Wednesday, March 17, 2010

Doctor, hurts when I do this!

You probably already know the punchline to this classic joke.  I hope I'm not going to end up insulting anyone by likely way oversimplifying extremely complex issues dealing with addiction, binge behaviors, stress and coping mechanisms and all the like.

In case there are very young followers, let me remind people of a very old joke:

Patient - Doctor, doctor, it hurts when I do this!  (imagine the patient moving their arm up and down)

Doctor - Well, then don't do that!.

Yes, we've all come to our physicians with a condition hoping for a very detailed and careful diagnosis and a detailed treatment plan only to find that the doctor either right or wrong has provided an overly simplistic answer to address the complaint.  "Oh, just keep off of it for a few days and alternate ice and heat"  "Hmm..that is an interesting rash, here is a steroid cream..put that on it."

Now, here is the over-simplified part when it comes to the challenges many of us face in losing weight.

Shouldn't we reverse roles?  Instead of being the weight loss patient seeking sage advice, should we be the doctor and tell ourselves to just don't do it?  Plain and simple, right?  Easier preached than practiced...certainly.  Here are some examples...
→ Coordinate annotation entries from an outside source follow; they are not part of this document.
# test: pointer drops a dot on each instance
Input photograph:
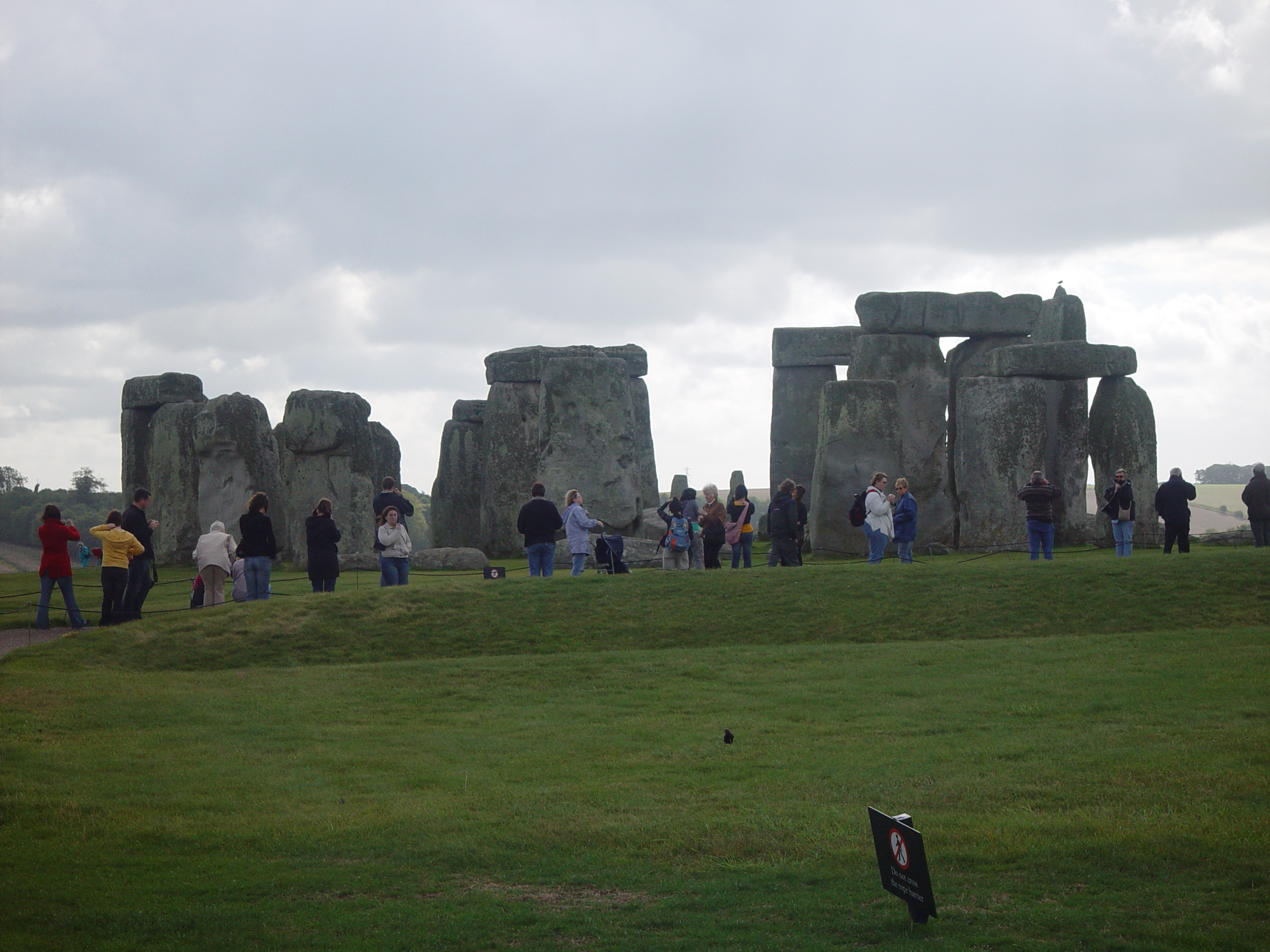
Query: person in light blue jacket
(577, 525)
(905, 520)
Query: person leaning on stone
(713, 518)
(143, 573)
(905, 520)
(1122, 511)
(577, 525)
(258, 547)
(1257, 498)
(321, 540)
(539, 522)
(214, 556)
(1171, 507)
(783, 527)
(879, 526)
(1039, 497)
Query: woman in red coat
(55, 567)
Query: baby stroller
(609, 555)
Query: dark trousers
(1178, 532)
(710, 551)
(139, 587)
(115, 587)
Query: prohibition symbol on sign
(898, 848)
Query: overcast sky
(374, 196)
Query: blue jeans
(877, 543)
(257, 570)
(541, 556)
(394, 570)
(46, 593)
(140, 583)
(1123, 532)
(1040, 535)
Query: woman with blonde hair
(577, 525)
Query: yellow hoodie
(117, 546)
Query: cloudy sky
(374, 196)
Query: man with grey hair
(1257, 498)
(1171, 500)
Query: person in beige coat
(214, 555)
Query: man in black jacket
(140, 569)
(1171, 506)
(539, 522)
(783, 527)
(1257, 498)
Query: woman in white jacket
(214, 555)
(395, 558)
(878, 525)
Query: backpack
(858, 509)
(677, 536)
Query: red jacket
(56, 563)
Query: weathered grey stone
(448, 559)
(1123, 437)
(1062, 318)
(815, 347)
(511, 465)
(469, 412)
(916, 365)
(587, 437)
(1067, 456)
(456, 490)
(238, 456)
(526, 365)
(173, 479)
(329, 448)
(971, 358)
(939, 314)
(795, 422)
(1001, 440)
(1067, 359)
(153, 393)
(859, 434)
(644, 456)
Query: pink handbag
(732, 530)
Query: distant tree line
(1225, 474)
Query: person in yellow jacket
(119, 546)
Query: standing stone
(329, 448)
(238, 456)
(795, 422)
(173, 477)
(1123, 437)
(587, 437)
(645, 459)
(859, 436)
(916, 365)
(1067, 456)
(511, 465)
(1001, 440)
(456, 490)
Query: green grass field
(527, 765)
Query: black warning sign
(902, 864)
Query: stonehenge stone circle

Kyle, Kyle...I've had a bad day, I think I'll eat pizza to comfort me, but I won't lose weight.  Well..then don't do that!.
Kyle, Kyle...I'm too tired to exercise, sitting here and surfing the internet feels better!, well, then don't do that!.
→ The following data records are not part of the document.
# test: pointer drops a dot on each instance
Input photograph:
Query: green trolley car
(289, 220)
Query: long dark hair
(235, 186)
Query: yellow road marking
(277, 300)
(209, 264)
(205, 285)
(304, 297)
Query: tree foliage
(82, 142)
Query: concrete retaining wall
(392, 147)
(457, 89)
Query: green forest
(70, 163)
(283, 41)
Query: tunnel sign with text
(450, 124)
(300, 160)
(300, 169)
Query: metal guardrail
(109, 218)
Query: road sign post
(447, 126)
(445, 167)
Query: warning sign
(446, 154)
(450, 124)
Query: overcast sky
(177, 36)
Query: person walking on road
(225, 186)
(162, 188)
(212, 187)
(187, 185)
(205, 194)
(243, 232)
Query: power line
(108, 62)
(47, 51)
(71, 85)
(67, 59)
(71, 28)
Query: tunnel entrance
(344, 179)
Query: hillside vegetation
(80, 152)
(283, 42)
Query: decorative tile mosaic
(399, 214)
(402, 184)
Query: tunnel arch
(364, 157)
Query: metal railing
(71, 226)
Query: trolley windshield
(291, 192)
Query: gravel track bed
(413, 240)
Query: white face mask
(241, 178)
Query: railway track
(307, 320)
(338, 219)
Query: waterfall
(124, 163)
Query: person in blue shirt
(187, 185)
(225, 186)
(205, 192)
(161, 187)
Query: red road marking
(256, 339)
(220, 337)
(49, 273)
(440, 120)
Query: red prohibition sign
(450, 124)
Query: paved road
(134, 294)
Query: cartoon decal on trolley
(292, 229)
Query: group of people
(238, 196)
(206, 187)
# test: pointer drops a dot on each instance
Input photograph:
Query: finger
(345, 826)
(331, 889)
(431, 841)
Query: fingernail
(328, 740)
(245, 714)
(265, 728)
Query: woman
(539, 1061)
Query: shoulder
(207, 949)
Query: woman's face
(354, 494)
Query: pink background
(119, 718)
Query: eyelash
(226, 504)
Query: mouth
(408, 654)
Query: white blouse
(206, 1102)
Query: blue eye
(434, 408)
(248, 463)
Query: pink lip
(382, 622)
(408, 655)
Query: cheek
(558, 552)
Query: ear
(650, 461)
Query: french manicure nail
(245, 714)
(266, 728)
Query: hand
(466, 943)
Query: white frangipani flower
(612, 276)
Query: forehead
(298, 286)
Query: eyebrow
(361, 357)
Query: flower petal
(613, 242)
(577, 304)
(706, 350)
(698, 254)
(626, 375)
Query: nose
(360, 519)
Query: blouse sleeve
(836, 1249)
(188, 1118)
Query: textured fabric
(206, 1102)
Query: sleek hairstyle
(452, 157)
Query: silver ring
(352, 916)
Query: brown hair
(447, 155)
When we are faced with making a bad choice, how come we can't simply make the good choice?  Shouldn't it be that simple?

I've been there (not recently thankfully), but at the drive-through window unable to make up my mind...Kyle, all looks so tasty and I'm hungry, I think I'll get the Whopper and the Fish Sandwich...Well, then don't do that?  I did it anyway...ate it...felt guilty about it...and sought out the complex diagnosis of why I'd knowingly do something that bad to myself.

We want to be defective because it makes it easier to explain why it really can't be that simple; we want to wallow in the injustice of being different from other healthy people because it justifies our struggles.  We see "The Fit" as special and we want to be special too...though we feel "The Fit" are GIFTED while we are CURSED with some special defect...and that defect is what makes us special.

Yes, there are uncomfortable events in my life..some more serious than others.  Things that'd mentally screw with the toughest people.  But, you know what?  It really doesn't matter.  While I've sought out my root defect and the solutions from highly qualified practitioners, there really isn't the clean diagnosis and treatment that makes it all very easy to do.

In the end, I simply had to recognize that I, and I alone, will be accountable for getting healthy and while not always easy, the path to success is simple.  Make more good choices than bad.  We won't be perfect in all cases and that is okay, but it isn't okay to remain defective by our own diagnosis.  We are far from powerless, we are not defective despite our desires to be, and most importantly it is within our very own power and responsibility to be good to ourselves and keep getting better and better.